Department of Biochemistry, Hamamatsu University School of Medicine, Hamamatsu, 431- 3192, Japan.
Department of Pediatrics, Showa University School of Medicine, Tokyo, 142-8555, Japan.
Sci Rep. 2024 Oct 21;14(1):24746. doi: 10.1038/s41598-024-75020-0.
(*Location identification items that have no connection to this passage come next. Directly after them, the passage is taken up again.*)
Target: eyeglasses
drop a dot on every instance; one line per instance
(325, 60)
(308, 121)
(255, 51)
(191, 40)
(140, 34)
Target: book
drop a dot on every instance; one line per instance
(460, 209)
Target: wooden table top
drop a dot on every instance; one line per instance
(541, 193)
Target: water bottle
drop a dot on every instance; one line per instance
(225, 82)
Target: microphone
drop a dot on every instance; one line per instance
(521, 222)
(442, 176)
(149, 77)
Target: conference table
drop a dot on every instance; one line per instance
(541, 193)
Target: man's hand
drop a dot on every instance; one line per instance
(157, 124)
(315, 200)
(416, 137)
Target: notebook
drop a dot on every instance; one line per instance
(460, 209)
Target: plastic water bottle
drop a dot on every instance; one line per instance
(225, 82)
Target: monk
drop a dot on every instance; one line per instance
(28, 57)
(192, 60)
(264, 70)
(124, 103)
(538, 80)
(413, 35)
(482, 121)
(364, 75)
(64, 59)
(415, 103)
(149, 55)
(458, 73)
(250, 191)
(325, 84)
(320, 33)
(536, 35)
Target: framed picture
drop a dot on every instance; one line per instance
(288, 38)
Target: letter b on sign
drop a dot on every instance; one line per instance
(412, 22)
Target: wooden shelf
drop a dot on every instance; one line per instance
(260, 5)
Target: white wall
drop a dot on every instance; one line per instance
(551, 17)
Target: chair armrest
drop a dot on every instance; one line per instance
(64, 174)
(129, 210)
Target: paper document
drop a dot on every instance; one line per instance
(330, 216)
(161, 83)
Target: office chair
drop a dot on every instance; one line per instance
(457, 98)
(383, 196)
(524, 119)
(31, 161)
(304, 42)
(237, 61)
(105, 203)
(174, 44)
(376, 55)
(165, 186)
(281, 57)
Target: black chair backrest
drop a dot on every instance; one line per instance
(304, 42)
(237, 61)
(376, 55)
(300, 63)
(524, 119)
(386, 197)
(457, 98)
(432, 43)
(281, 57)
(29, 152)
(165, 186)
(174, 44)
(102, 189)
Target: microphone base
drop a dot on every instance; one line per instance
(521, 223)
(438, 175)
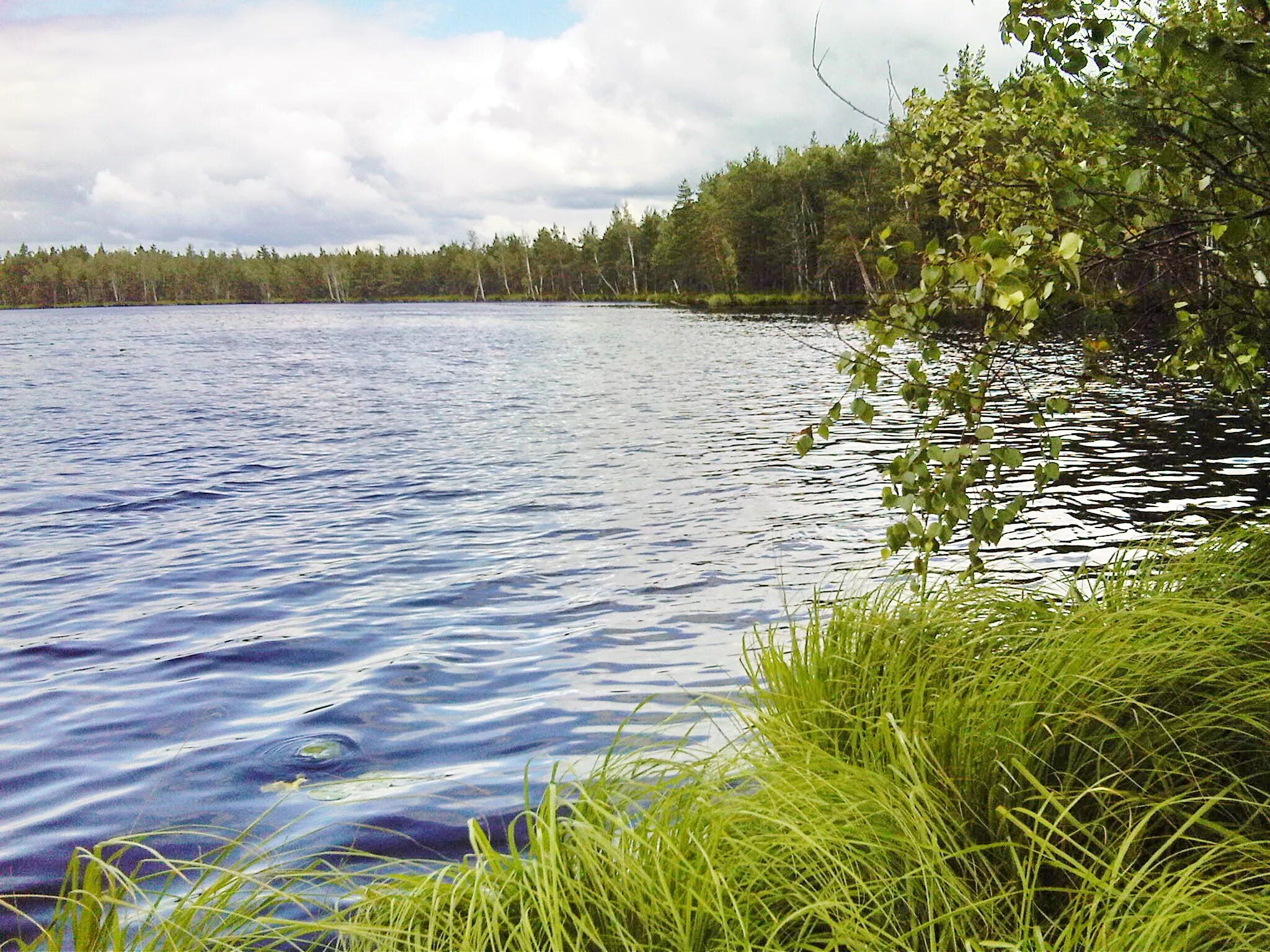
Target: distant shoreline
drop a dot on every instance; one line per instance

Variant annotations are crucial for efficient identification of pathogenic variants. In this study, we retrospectively analyzed the utility of four annotation tools (allele frequency, ClinVar, SpliceAI, and Phenomatcher) in identifying 271 pathogenic single nucleotide and small insertion/deletion variants (SNVs/small indels). Although variant filtering based on allele frequency is essential for narrowing down on candidate variants, we found that 13 de novo pathogenic variants in autosomal dominant or X-linked dominant genes are registered in gnomADv4.0 or 54KJPN, with an allele frequency of less than 0.001%, suggesting that very rare variants in large cohort data can be pathogenic de novo variants. Notably, 38.4% candidate SNVs/small indels are registered in the ClinVar database as pathogenic or likely pathogenic, which highlights the significance of this database. SpliceAI can detect candidate variants affecting RNA splicing, leading to the identification of four variants located 11 to 50 bp away from the exon-intron boundary. Prioritization of candidate genes by proband phenotype using the PhenoMatcher module revealed that approximately 95% of the candidate genes had a maximum PhenoMatch score ≥ 0.6, suggesting the utility of phenotype-based variant prioritization. Our results suggest that a combination of multiple annotation tools and appropriate evaluation can improve the diagnosis of rare diseases.
变异注释对于有效识别致病性变异至关重要。在这项研究中,我们回顾性分析了四种注释工具(等位基因频率、ClinVar、SpliceAI 和 Phenomatcher)在识别 271 个致病性单核苷酸和小插入/缺失变异(SNVs/small indels)中的效用。虽然基于等位基因频率的变异过滤对于缩小候选变异至关重要,但我们发现,在常染色体显性或 X 连锁显性基因中,13 个新发性致病性变异在 gnomADv4.0 或 54KJPN 中有登记,其等位基因频率低于 0.001%,这表明在大型队列数据中非常罕见的变异也可能是新发性致病性变异。值得注意的是,38.4%的候选 SNVs/small indels 在 ClinVar 数据库中被登记为致病性或可能致病性,这突出了该数据库的重要性。SpliceAI 可以检测影响 RNA 剪接的候选变异,从而鉴定出四个位于外显子-内含子边界 11 至 50bp 处的变异。通过 PhenoMatcher 模块根据先证者表型对候选基因进行优先级排序,结果显示约 95%的候选基因的最大 PhenoMatch 得分≥0.6,这表明基于表型的变异优先级排序是有用的。我们的研究结果表明,结合多种注释工具和适当的评估可以提高罕见病的诊断率。